It’s the First of November and all over Europe, countries are returning to varying degrees of lockdown. I have decided to return to my ‘Quarantine Diaries’ as a means of staying sane during Lockdown Round 2. I started out by re-reading my post ‘Lessons Learned in Lockdown‘ to see what I thought I’d learned back then, and whether my perspective has changed since.
Looking back on lessons learned
- ‘The only time you will get any peace and quiet is a silly-o-clock in the morning. But you may regret the decision to get up at 5am when it gets to 8pm and the kids are still bounding around full of energy.’ This is likely to be the case again very shortly. So far, the half-term holiday has been extended by one week. But with the Covid-19 situation worsening in Slovenia, I don’t expect the schools to re-open next week.
- ‘Asking for half-an-hour’s peace and quiet is not unreasonable, in fact it is more selfish to deny yourself a break, play the martyr and then take it out on everyone else later.’ Absolutely agree with myself here – sometimes half-an-hour is all you need to get your mind back in balance.
- ‘If you can’t get any peace and quiet indoors, there’s always the supermarket…if you head there at the right time of day.’ When we first entered lockdown in Spain back in March, we were only allowed out for essential shopping. Thankfully, this is no longer the case as it seems Covid is not spread easily in outdoor settings. So going purely for fresh air and exercise will now be an option.
- ‘Dirty dishes breed faster than rabbits. The minute you turn your back on them, the sink fills up again. Make sure everyone takes their turn washing up.‘ Well, now I have a dishwasher, so this is no longer much of a problem. But I do think everyone can should take their turn loading and emptying it!
- ‘Don’t feel guilty if your children spend more time online/playing video games than you would like. Just remember to give them your full attention at times when you are able.‘ This advice applied when I was working full-time for an employer. But my situation has changed and I can now choose my own hours, so I will be trying to limit screen time for my kids (though certainly not abolish it altogether).
- ’12-6pm may be the allocated time for children to have their outdoor exercise, but if it’s 30 degrees and sunny, stay poolside and chill!’ This advice is certainly no longer relevant since swapping the Costa del Sol for the Slovenian Alps!
- Bathtime is sacred (your own bathtime, that is). I no longer have a bath and I do miss it (is the obsession with bathing a British phenomenon?) However, I do have two showers to choose from, so I’m not complaining!
- ‘Don’t be too strict about the homeschool timetable: think quality over quantity when it comes to educational activities. It’s more important that your kids are engaged and interested than that they slavishly follow the curriculum.’ I am a little stressed about this point, second time around. There is talk of MS Teams-based live classes and I think I will be expected to re-create the school timetable for my 7-year-old as much as possible. I have no idea how I am going to do this in Slovenian, with a three-year-old to entertain in parallel. Time will tell…
- ‘Leave non-urgent work tasks until the afternoon or evening, once the kids have finished school. Also prioritise your own mental wellbeing over meeting work deadlines.’ As I mentioned above, I am now my own boss, but I think the point about prioritising my own mental health remains important!
- ‘You can NEVER do too much reading, or writing.’ Still agree with this one! Writing keeps me grounded and reading expands my horizons. So I plan to keep on keepin’ on with both.
A very important omission
Perhaps it’s evidence of my progress on the path to spiritual growth that I have a new lesson to add to the above list. Perhaps this is the most important lesson of all:
11. Never underestimate the value of gratitude
I cannot stress enough how much this lesson has helped through all the many changes I have experienced this year. For example:
- I took voluntary redundancy from my job and began living my dream of being a writer.

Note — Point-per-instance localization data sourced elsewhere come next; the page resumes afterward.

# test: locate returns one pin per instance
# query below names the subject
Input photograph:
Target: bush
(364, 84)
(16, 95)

- I swapped a balmy Mediterranean climate for a Continental European climate: for the first time in four years I am experiencing Autumn in all its blazing glory, and my children may get to experience a white Christmas.

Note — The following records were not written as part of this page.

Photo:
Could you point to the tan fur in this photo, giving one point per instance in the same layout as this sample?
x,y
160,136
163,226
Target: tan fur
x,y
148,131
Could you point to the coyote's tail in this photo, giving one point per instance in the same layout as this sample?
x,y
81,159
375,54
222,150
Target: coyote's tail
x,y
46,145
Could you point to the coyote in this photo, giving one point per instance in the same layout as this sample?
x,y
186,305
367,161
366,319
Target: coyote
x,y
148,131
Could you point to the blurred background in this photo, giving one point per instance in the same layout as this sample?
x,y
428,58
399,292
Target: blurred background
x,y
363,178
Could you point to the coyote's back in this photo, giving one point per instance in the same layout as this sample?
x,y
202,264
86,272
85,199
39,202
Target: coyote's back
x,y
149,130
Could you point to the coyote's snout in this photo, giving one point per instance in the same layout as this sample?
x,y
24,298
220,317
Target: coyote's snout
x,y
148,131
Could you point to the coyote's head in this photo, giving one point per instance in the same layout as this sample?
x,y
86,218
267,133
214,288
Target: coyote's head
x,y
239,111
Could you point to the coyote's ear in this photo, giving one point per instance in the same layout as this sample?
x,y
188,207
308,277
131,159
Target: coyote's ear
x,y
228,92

- I am gaining confidence speaking Slovenian, all the effort I put into learning it many years ago is now paying dividends.

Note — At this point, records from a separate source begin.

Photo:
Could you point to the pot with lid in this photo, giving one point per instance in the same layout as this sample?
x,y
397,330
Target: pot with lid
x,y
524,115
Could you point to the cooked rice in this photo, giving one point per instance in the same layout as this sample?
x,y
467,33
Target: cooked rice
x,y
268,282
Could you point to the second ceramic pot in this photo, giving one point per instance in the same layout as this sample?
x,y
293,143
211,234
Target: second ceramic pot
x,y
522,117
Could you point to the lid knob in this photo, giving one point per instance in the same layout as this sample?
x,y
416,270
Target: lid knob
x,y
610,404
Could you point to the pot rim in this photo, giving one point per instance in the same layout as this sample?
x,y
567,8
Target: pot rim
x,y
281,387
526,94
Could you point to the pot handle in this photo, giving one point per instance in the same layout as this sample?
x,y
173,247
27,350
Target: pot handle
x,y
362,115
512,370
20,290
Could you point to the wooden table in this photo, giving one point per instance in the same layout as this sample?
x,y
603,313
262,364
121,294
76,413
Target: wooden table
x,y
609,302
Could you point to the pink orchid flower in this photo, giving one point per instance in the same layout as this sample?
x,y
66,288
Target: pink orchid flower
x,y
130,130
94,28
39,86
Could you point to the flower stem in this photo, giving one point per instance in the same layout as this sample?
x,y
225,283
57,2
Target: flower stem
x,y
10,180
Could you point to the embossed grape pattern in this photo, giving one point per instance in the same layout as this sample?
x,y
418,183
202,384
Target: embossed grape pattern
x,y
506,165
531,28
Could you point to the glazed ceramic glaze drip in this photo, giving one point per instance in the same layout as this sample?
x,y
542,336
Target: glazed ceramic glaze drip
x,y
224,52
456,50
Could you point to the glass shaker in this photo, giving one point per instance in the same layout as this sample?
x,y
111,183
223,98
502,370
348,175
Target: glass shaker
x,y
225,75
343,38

- I am devoting 10-15 minutes a day to meditation and I am reaping enormous benefits.
- I may not be allowed to leave the region in which I live for the time-being, but I live in a world-renowned beauty spot.
- I have gained new perspectives on life in different countries and within different cultures.
- I get to be locked down with my beautiful family and spend time with them when we would normally be separated by school and work activities.
- I will save a fortune by not eating out and not wanting to buy new clothes as I will mostly be in the house or walking around in nature!
How is lockdown looking for you?
Another reason to be grateful: I get to connect with wonderfully talented writers from across the globe. I gain new perspectives and realise there is so much more to life than my little world. I’d be really interested to know how you have been affected by the recent round of lockdown measures, or indeed, whether you have been affected at all?
I hope you enjoyed this post and like the new look of my site, which has been given a little bit of a face lift today 😊 thank you for reading!